Désordres de nature décennale après intervention de l’assurance dommages ouvrage

Assurance construction; quid des désordres après intervention de l'assurance dommages ouvrage ? 

Quelle est la nature de l'obligation de pré-financement de l'assureur dommages ouvrage, de résultat ou de moyen, et surtout qui doit prouver que les travaux de reprise sont en lien de causalité avec le désordre subi, l'assureur ou le maître d'ouvrage ?  

Dans cet Arrêt du 29 juin 2017 , il était question d'un premier désordre de nature décennale sur une copropriété, la résidence H...composée de bâtiments dont la réception a été prononcée le 31 octobre 1986. Le 30 août 1996, le syndicat des copropriétaires avait déclaré un sinistre affectant les garde-corps en chêne des balcons à l'assurance dommages ouvrage, qui avait notifié sa prise en charge du sinistre. 

assurance dommages ouvrage

Les travaux de reprise avaient été confiés à la société M..., assurée auprès d'une assurance de responsabilité décennale, sous le contrôle d'une société de coordination elle même assurée auprès d'une assurance de responsabilité décennale.

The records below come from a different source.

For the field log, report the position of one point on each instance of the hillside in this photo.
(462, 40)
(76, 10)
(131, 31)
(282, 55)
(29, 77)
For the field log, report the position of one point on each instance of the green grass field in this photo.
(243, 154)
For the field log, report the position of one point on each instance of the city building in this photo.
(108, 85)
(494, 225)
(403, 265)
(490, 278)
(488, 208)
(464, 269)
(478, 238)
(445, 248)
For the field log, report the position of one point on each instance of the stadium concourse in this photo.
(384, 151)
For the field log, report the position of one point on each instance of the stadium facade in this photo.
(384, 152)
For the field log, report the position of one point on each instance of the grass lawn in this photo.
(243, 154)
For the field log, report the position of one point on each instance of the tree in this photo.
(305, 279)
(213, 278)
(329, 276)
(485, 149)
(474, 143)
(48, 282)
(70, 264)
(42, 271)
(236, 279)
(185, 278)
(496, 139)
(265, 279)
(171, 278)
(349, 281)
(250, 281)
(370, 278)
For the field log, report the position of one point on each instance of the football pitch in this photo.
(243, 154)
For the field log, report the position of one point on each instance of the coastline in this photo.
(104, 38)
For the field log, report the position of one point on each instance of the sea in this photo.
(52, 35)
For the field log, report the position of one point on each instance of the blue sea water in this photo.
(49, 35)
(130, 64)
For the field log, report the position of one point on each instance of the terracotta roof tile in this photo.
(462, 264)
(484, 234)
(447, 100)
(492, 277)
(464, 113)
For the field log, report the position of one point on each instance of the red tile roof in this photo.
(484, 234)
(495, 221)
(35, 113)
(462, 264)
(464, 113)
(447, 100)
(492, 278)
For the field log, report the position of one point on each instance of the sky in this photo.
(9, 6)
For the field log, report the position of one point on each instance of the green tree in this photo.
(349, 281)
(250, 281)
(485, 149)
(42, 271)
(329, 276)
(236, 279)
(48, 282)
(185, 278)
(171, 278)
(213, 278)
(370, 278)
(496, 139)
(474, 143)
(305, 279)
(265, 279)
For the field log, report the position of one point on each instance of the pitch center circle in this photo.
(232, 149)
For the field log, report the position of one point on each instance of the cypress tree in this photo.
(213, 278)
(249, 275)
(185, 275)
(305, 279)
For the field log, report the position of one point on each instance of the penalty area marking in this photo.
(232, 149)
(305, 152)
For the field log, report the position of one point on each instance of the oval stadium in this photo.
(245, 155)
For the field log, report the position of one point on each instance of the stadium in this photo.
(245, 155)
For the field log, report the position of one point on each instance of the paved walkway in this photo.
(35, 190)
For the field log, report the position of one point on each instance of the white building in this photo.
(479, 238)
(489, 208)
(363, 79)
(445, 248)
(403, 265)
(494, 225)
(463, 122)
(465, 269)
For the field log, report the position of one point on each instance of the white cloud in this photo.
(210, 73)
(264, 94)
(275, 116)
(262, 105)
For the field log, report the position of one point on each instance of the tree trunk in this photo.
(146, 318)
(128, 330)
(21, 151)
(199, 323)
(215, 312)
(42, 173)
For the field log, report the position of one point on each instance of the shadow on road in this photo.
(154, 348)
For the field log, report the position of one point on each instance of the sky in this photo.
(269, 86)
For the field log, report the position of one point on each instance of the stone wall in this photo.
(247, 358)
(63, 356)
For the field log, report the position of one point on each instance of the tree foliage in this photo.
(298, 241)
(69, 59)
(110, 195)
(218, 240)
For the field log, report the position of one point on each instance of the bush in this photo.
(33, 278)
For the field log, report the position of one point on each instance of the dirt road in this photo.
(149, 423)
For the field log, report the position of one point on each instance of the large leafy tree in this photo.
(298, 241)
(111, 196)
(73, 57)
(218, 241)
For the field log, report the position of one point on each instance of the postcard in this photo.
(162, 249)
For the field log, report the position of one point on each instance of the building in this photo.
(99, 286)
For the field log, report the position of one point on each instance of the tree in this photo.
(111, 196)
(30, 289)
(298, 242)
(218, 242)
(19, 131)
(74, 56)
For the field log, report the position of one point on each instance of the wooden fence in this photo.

Est également intervenue la société X..., qui a réalisé un métré des éléments détériorés.

Les travaux (de reprise) ont été réceptionnés le 2 octobre 2001. 

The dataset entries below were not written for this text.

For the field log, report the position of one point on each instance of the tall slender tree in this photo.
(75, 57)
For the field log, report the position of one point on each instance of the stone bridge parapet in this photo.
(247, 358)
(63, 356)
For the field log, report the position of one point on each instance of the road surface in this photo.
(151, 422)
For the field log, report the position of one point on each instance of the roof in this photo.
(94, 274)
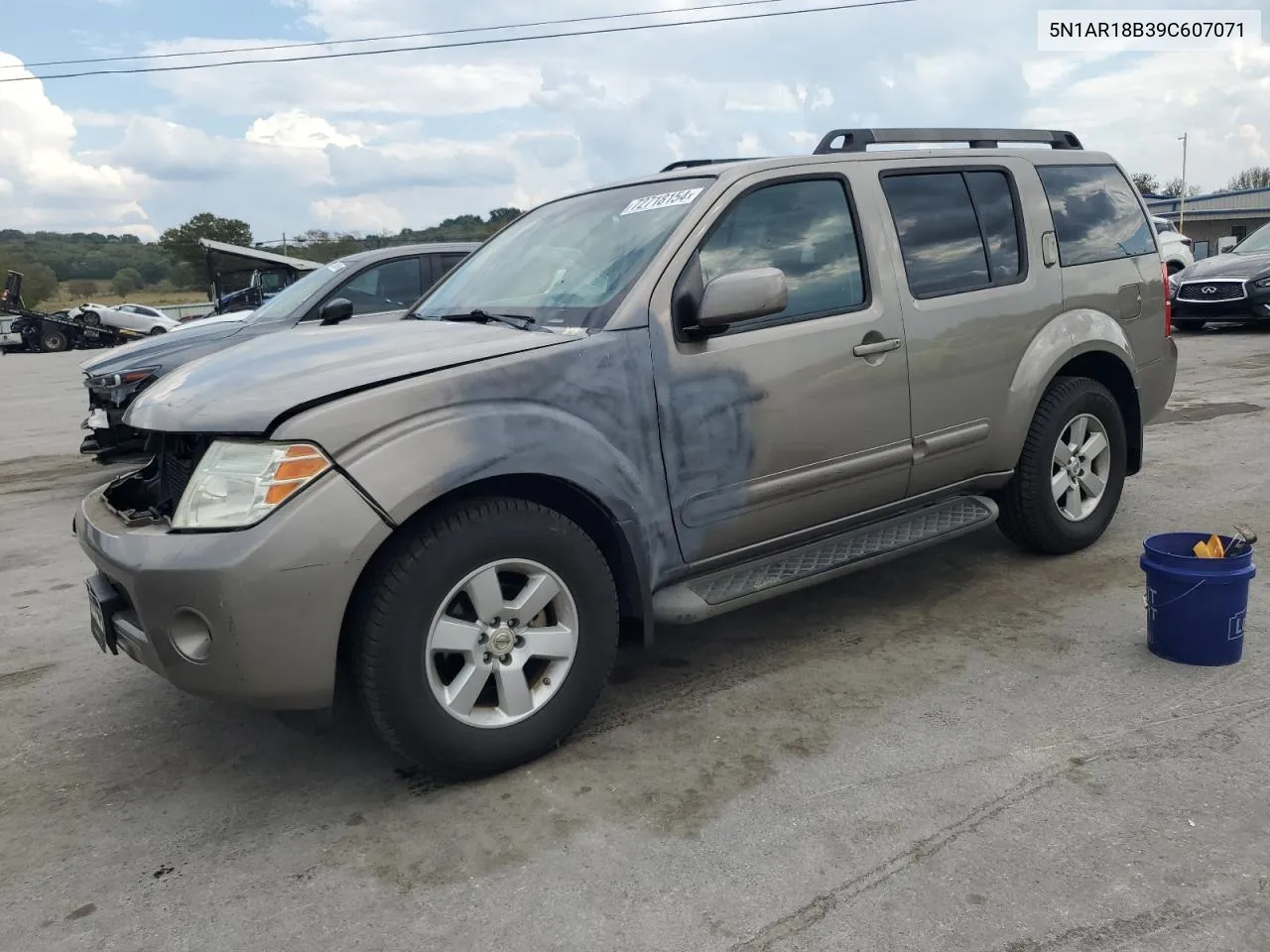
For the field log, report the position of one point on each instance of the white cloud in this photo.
(416, 137)
(1137, 107)
(49, 184)
(361, 213)
(296, 128)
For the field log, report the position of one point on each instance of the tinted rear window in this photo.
(957, 231)
(1096, 213)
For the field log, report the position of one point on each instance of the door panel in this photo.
(776, 425)
(975, 291)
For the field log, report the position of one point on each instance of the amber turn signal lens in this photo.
(299, 465)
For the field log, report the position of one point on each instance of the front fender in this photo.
(1066, 338)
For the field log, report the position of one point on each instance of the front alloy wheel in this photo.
(484, 635)
(502, 645)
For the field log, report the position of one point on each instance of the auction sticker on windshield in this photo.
(663, 200)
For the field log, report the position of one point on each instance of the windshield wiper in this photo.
(477, 316)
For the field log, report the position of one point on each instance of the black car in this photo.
(1229, 289)
(368, 286)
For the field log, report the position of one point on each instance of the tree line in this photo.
(1148, 182)
(90, 264)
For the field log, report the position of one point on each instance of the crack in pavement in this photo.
(798, 921)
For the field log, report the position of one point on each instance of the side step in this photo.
(706, 595)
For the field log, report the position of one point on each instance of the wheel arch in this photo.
(1080, 343)
(619, 540)
(1111, 373)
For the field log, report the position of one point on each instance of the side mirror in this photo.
(335, 311)
(742, 296)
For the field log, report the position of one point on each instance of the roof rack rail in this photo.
(698, 163)
(858, 140)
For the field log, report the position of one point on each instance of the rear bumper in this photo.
(252, 617)
(1156, 382)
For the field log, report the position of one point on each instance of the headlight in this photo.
(121, 380)
(236, 483)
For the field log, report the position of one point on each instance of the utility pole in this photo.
(1182, 198)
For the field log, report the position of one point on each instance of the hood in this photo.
(248, 386)
(1227, 266)
(232, 317)
(163, 349)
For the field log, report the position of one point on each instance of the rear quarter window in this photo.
(1096, 213)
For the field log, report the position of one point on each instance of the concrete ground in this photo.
(970, 749)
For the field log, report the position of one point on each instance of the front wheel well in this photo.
(1111, 373)
(566, 498)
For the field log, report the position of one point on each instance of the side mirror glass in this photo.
(335, 311)
(742, 296)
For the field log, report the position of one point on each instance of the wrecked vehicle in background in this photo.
(40, 331)
(654, 402)
(244, 278)
(366, 287)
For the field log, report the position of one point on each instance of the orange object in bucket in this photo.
(1210, 548)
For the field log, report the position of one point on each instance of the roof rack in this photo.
(698, 163)
(858, 140)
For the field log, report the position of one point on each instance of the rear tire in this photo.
(526, 702)
(1049, 480)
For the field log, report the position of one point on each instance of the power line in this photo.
(602, 31)
(394, 36)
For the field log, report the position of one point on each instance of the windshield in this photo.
(287, 301)
(568, 263)
(1256, 243)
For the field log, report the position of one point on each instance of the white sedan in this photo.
(148, 320)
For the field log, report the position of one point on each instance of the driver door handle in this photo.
(876, 347)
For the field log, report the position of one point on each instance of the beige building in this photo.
(1222, 214)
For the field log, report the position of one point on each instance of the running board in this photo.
(706, 595)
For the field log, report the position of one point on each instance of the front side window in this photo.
(1097, 216)
(957, 230)
(804, 229)
(572, 262)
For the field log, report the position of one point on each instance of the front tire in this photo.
(485, 638)
(1071, 472)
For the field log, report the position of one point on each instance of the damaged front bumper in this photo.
(248, 616)
(108, 400)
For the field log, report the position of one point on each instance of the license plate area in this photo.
(103, 603)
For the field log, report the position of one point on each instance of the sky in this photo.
(381, 143)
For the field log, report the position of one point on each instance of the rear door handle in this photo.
(876, 347)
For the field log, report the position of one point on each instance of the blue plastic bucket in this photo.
(1196, 607)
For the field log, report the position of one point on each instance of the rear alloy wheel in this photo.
(54, 341)
(1071, 472)
(485, 638)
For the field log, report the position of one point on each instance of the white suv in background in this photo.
(1175, 248)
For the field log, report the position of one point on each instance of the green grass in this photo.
(64, 299)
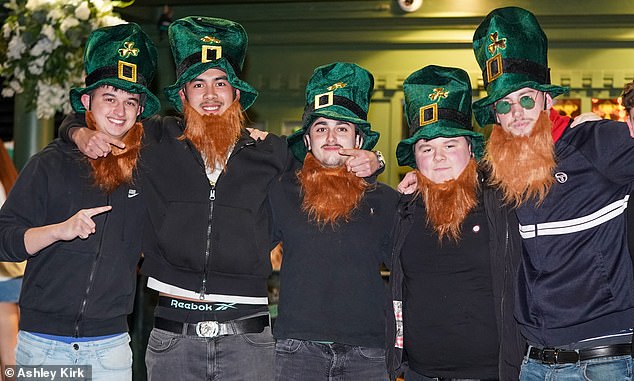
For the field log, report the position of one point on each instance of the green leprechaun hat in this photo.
(437, 104)
(339, 91)
(122, 56)
(202, 43)
(512, 51)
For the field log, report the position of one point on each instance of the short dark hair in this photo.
(627, 97)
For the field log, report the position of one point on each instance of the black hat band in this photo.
(497, 65)
(198, 57)
(430, 114)
(338, 101)
(126, 71)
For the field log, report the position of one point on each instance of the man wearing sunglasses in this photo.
(575, 287)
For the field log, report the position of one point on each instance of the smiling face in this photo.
(115, 111)
(520, 119)
(209, 93)
(442, 159)
(327, 136)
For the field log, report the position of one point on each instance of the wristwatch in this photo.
(380, 158)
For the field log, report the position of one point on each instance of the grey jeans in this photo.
(245, 357)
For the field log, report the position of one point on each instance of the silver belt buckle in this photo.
(207, 328)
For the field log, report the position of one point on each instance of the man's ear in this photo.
(85, 100)
(307, 142)
(183, 96)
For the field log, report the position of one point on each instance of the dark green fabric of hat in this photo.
(512, 51)
(122, 56)
(339, 91)
(437, 104)
(202, 43)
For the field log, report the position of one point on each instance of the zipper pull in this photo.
(203, 290)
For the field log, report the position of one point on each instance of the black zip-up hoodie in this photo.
(204, 238)
(82, 287)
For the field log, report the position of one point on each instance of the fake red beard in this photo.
(117, 168)
(522, 166)
(330, 194)
(449, 203)
(213, 135)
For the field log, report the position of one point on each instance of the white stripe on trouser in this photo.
(576, 224)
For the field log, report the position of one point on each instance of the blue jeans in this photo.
(308, 360)
(599, 369)
(111, 359)
(246, 357)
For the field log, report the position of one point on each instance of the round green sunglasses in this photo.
(504, 107)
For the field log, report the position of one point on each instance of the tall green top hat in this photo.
(511, 49)
(203, 43)
(122, 56)
(437, 104)
(339, 91)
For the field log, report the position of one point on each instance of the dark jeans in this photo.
(599, 369)
(308, 360)
(246, 357)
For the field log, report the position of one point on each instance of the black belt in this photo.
(214, 328)
(561, 356)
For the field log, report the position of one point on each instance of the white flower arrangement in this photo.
(42, 48)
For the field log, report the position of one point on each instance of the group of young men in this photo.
(472, 295)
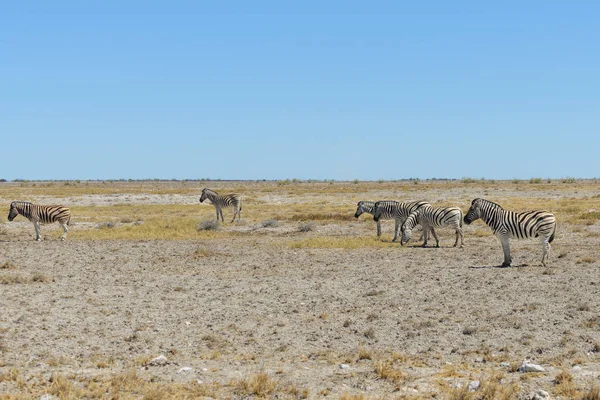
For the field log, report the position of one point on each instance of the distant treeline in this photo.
(295, 180)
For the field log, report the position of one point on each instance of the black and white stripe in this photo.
(367, 207)
(220, 202)
(509, 224)
(428, 216)
(39, 214)
(398, 211)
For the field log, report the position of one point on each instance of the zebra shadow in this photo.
(498, 266)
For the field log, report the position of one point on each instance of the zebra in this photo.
(220, 202)
(39, 214)
(398, 211)
(367, 207)
(509, 224)
(428, 216)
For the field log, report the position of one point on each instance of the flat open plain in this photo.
(299, 299)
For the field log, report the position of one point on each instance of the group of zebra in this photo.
(407, 215)
(505, 224)
(41, 214)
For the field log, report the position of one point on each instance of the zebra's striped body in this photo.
(367, 207)
(39, 214)
(221, 202)
(509, 224)
(398, 211)
(428, 216)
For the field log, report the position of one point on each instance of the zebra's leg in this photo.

En 2007, le syndicat a adressé une nouvelle déclaration de sinistre à l'assureur dommages ouvrage, qui a opposé la prescription de l’action. Le syndicat a, après expertise, assigné l'assureur dommages ouvrage en indemnisation de ses préjudices. 

La cour d'appel de Caen a, pour rejeter cette demande, retenu que l’expert judiciaire a indiqué que le bois était atteint et complètement pourri à raison de la présence d’un champignon résupiné, le "perenniporia meridionalis", dont la première description remontait à 2004, qui avait été récolté en Belgique à partir de 1990 et dans l’Est de la France en 2002 et répertorié dans l’Ouest en 2005-2008.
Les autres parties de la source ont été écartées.